Отрывисто и резко звякнул телефон.
— Майор Беляев слушает… В четыре тридцать? Буду… И передайте, чтоб менты не лезли в это дело…
Он повернулся ко мне:
— На чем мы остановились?.. Думаешь, органы не замечают всего этого бардака? Органы все замечают получше академика Сахарова. Но где реальный выход? В чем? В реставрации капитализма?.. Допустим, почитал я ваш хваленый самиздат. Дерьма не меньше, чем в журнале «Знамя». Только все перевернуто. Где белое, там черное, где черное, там белое… Вот, например, проблема сельского хозяйства. Допустим, можно взять и отменить колхозы. Раздать крестьянам землю и тому подобное. Но ты сперва узнай, что думают крестьяне?

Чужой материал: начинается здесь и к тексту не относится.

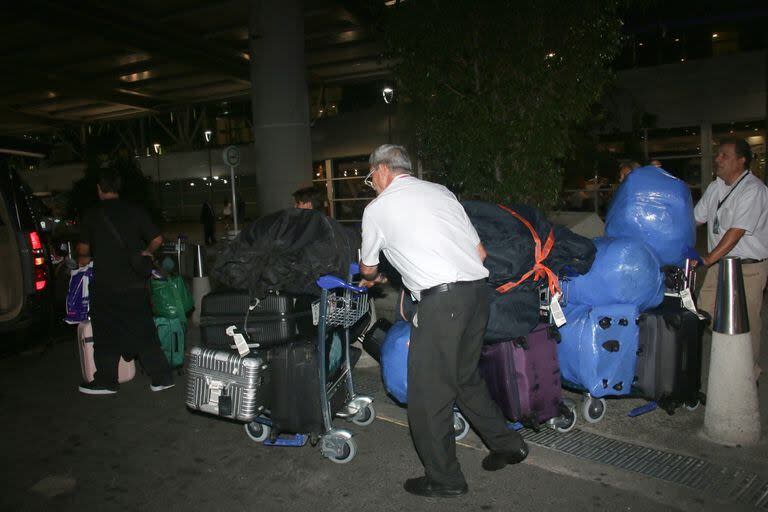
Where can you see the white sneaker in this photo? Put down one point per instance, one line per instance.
(161, 387)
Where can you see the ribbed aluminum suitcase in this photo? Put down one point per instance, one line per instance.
(224, 384)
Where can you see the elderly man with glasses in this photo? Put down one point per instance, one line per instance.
(426, 235)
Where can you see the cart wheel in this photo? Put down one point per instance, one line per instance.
(348, 453)
(692, 405)
(593, 410)
(460, 426)
(566, 421)
(257, 431)
(365, 417)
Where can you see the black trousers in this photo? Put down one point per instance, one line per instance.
(123, 326)
(442, 369)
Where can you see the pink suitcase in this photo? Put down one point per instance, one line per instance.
(125, 370)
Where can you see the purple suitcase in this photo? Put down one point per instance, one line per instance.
(523, 376)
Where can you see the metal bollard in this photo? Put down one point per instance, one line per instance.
(732, 415)
(201, 284)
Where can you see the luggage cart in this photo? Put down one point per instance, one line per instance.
(341, 304)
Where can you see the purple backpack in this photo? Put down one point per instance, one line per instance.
(78, 298)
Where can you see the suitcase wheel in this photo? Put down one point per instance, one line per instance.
(567, 419)
(592, 409)
(258, 431)
(460, 426)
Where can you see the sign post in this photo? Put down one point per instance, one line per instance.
(232, 159)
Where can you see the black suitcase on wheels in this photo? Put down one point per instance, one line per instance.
(669, 355)
(274, 319)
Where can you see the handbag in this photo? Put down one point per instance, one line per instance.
(142, 265)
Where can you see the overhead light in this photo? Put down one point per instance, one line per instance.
(388, 94)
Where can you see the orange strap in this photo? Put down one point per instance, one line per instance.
(539, 270)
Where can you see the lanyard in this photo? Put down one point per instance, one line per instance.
(720, 203)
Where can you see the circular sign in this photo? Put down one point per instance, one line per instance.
(232, 156)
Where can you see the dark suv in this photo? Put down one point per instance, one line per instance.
(25, 268)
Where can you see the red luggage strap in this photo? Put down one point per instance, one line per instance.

Хотят ли эту землю получить?.. Да на хрена им эта блядская земля?! Поинтересуйся у того же Валеры-мудозвона. Обойди наши деревни вокруг заповедника. Один дед Тимоха помнит, как лошадей запрягают. Когда что сеять — позабыли. Простого хлеба испечь не могут… Да любой крестьянин эту землю враз на чекушку махнет. Не говоря о полбанке…
Беляев вытащил стаканы и уже не прятал. Он порозовел. Мысль его стремительно развивалась в диссидентском направлении.
Дважды звонил телефон. Беляев нажал кнопку селектора:
— Валерия Яновна! Не соединяйте…
Он заговорил поспешно, темпераментно и зло:
— Желаешь знать, откуда придет хана советской власти? Я тебе скажу. Хана придет от водки. Сейчас я думаю, процентов шестьдесят трудящихся надирается к вечеру. И показатели растут. Наступит день, когда упьются все без исключения. От рядового до маршала Гречко. От работяги до министра тяжелой промышленности. Все, кроме пары-тройки женщин, детей и, возможно, евреев. Чего для построения коммунизма будет явно недостаточно… И вся карусель остановится. Заводы, фабрики, машинно-тракторные станции… А дальше — придет новое татаро-монгольское иго. Только на этот раз — с Запада. Во главе с товарищем Киссинджером…
Беляев посмотрел на часы:
— Ты, я знаю, в Ленинград собрался. Мой тебе совет — не возникай. Культурно выражаясь — не чирикай. Органы воспитывают, воспитывают, но могут сдуру и покарать. А досье у тебя посильнее, чем «Фауст» Гете. Материала хватит лет на сорок… И помни, уголовное дело — это тебе не брюки с рантом. Уголовное дело шьется в пять минут. Раз — и ты уже на стройках коммунизма… Так что веди себя потише… И еще, к вопросу пьянки. Пей, но в меру, делай интервалы. И не путайся ты с этим чеканутым Марковым. Валера местный, его не тронут. А у тебя — жена на Западе. К тому же опусы в белогвардейской прессе. Выступлений — полное досье. Смотри, заделают тебе козу… Короче, пей с оглядкой. А теперь давай на посошок…
Мы снова выпили.
— Идите, — перешел на «вы» майор.
— Спасибо, — говорю.
Это было единственное слово, которое я выговорил за полчаса.
Беляев усмехнулся:
— Беседа состоялась на высоком идейно-политическом уровне.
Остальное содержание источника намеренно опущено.